In the opposite direction, fibres from the inner ear have a first relay station in the so-called acoustic nuclei of the brain stem. From here the impulses from the ear ascend, via various regulating relay stations for the acoustic reflexes and directional hearing, to the cortical projection of the auditory fibres on the upper surface of the superior temporal convolution (on each side of the brain cortex). This is the cortical hearing centre where the effects of sound stimuli seem to become conscious and understandable. Surrounding this audito-sensory area of initial crude recognition, the inner and outer auditopsychic regions spread over the remainder of the temporal lobe of the brain, where sound signals of all kinds appear to be remembered, comprehended, and fully appreciated. Wernicke’s area (the posterior part of the outer auditopsychic region) appears to be uniquely important for the comprehension of speech sounds.

Speech

The integrity of these language areas in the cortex seems insufficient for the smooth production and reception of language.

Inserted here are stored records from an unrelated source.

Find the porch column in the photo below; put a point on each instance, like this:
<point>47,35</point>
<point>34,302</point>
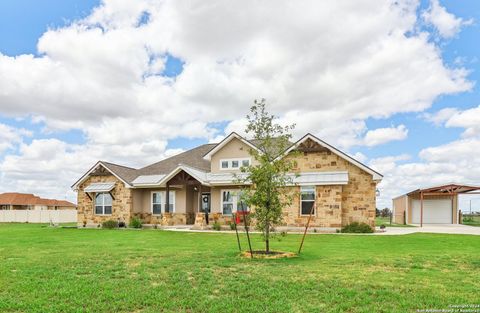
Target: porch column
<point>199,207</point>
<point>167,200</point>
<point>421,209</point>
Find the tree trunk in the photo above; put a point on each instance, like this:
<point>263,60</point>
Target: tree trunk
<point>267,240</point>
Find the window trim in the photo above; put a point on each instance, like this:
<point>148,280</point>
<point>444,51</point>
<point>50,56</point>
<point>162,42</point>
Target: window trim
<point>103,204</point>
<point>230,165</point>
<point>314,200</point>
<point>234,202</point>
<point>163,201</point>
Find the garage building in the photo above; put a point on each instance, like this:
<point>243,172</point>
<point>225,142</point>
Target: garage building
<point>433,205</point>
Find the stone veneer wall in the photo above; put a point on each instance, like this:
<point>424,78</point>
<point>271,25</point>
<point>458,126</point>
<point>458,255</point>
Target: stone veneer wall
<point>328,208</point>
<point>336,205</point>
<point>121,206</point>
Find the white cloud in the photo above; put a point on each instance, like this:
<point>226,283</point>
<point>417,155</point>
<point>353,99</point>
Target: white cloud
<point>101,75</point>
<point>452,117</point>
<point>383,135</point>
<point>447,24</point>
<point>48,167</point>
<point>441,116</point>
<point>452,162</point>
<point>10,136</point>
<point>468,119</point>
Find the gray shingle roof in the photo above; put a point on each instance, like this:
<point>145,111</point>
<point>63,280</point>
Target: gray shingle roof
<point>126,173</point>
<point>193,158</point>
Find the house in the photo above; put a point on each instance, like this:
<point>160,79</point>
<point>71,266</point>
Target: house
<point>28,201</point>
<point>432,205</point>
<point>341,189</point>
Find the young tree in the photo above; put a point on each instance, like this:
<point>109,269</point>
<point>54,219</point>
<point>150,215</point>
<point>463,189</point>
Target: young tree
<point>268,176</point>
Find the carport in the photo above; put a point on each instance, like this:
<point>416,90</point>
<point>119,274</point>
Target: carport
<point>432,205</point>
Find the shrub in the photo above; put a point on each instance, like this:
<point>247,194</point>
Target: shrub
<point>136,223</point>
<point>216,226</point>
<point>110,224</point>
<point>356,227</point>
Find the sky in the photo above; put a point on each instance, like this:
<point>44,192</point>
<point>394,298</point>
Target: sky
<point>392,83</point>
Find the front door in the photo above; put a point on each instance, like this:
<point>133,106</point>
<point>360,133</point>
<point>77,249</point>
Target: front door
<point>205,202</point>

The cortical centres are interconnected with various subcortical areas (deeper within the brain) such as those for emotional integration in the thalamus and for the coordination of movements in the cerebellum (hindbrain).

Speech Therapy

All creatures regulate their performance instantaneously comparing it with what it was intended to be through so-called feedback mechanisms involving the nervous system. Auditory feedback through the ear, for example, informs the speaker about the pitch, volume, and inflection of his voice, the accuracy of articulation, the selection of the appropriate words, and other audible features of his utterance. Another feedback system through the proprioceptive sense (represented by sensory structures within muscles, tendons, joints, and other moving parts) provides continual information on the position of these parts. Limitations of these systems curtail the quality of speech as observed in pathologic examples (deafness, paralysis, underdevelopment).